Komentarze: 0
Obudziłem się po 9:00, ale dalej leżałem i zasnąłem. Wstałem po 11:00, ale i tak nie wyspany.
Na dworze bardzo ciepło (10st) i słonecznie.
Kupiłem sobie 4 pączki w cenie 2x1,30zł.
Wędlina: 0,21kgx2,90zł, 0,16kgx0,96zł.
Dzwonił Krzysiek czy jestem zainteresowany pracą u nich bo szukają na już. Nie wiem bo nie znam się na tym.
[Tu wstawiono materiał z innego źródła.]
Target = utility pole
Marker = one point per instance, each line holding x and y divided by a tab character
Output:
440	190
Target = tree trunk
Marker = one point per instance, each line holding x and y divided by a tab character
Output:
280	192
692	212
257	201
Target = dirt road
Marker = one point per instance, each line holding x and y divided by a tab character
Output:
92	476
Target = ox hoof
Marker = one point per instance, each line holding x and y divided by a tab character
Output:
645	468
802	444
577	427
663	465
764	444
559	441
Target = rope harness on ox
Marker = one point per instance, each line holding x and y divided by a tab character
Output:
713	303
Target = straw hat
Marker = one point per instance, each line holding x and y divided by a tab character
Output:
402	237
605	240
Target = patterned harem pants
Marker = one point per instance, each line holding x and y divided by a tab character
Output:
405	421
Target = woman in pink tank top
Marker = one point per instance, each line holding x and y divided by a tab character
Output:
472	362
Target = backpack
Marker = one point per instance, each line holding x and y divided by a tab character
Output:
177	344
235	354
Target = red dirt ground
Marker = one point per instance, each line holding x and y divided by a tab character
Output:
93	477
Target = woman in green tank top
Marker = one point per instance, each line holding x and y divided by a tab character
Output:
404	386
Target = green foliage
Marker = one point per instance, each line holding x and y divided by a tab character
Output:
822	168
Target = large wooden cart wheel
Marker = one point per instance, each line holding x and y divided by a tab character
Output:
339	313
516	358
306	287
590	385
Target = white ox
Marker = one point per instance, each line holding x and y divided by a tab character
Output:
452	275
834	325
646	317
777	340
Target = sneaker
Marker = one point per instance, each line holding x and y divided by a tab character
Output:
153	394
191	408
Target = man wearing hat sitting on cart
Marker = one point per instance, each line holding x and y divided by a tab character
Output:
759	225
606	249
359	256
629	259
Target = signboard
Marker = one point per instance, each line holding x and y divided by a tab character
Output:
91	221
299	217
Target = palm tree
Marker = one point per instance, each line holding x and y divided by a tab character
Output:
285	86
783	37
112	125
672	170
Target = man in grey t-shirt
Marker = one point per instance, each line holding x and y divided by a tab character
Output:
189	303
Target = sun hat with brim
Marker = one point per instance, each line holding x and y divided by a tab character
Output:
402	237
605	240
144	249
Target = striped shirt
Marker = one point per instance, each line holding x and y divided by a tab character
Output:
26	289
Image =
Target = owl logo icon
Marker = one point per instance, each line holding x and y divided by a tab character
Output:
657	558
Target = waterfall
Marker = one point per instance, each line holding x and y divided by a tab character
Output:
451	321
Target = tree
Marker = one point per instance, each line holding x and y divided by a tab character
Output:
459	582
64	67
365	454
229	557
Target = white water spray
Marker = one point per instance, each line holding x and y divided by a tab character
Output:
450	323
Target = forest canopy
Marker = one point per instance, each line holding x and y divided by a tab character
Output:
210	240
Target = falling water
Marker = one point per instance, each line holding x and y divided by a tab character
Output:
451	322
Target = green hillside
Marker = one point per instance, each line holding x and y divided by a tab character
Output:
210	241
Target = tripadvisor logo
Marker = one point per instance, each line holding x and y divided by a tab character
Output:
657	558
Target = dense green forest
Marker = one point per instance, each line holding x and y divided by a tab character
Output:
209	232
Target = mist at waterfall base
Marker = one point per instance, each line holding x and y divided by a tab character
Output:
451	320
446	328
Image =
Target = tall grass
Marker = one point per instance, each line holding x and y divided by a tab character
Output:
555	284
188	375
Do pracy na 14:00. Jestem z Markiem. Dziewczyny zostawiły nam listę rzeczy do zrobienia na 5 osób (przebrać kapustę i cytrusy, posprzątać pod paletami, towarować i zatowarować na jutro, przebudowa). Agnieszka płakała, że duże straty bo nikt nie przebiera towaru (szczególnie cytrusów). Gdy podszedłem do ogórka na już zdjąłem 106 szt.- potem ciągle zdejmowałem nowe. Ludzi i roboty mase. Marek sobie spokojnie przebiera owoce i kapustę a ja znowu towaruję i pilnuję całego działu. Oczywiście nie wyrobiliśmy się ze wszystkim. Wyszedłem o 21:00.
Ser żółty 0,40kgx5,07zł.
W domu ok. 21:45.
Siedzę trochę na kompie. Potem czytam i spać o 23:00.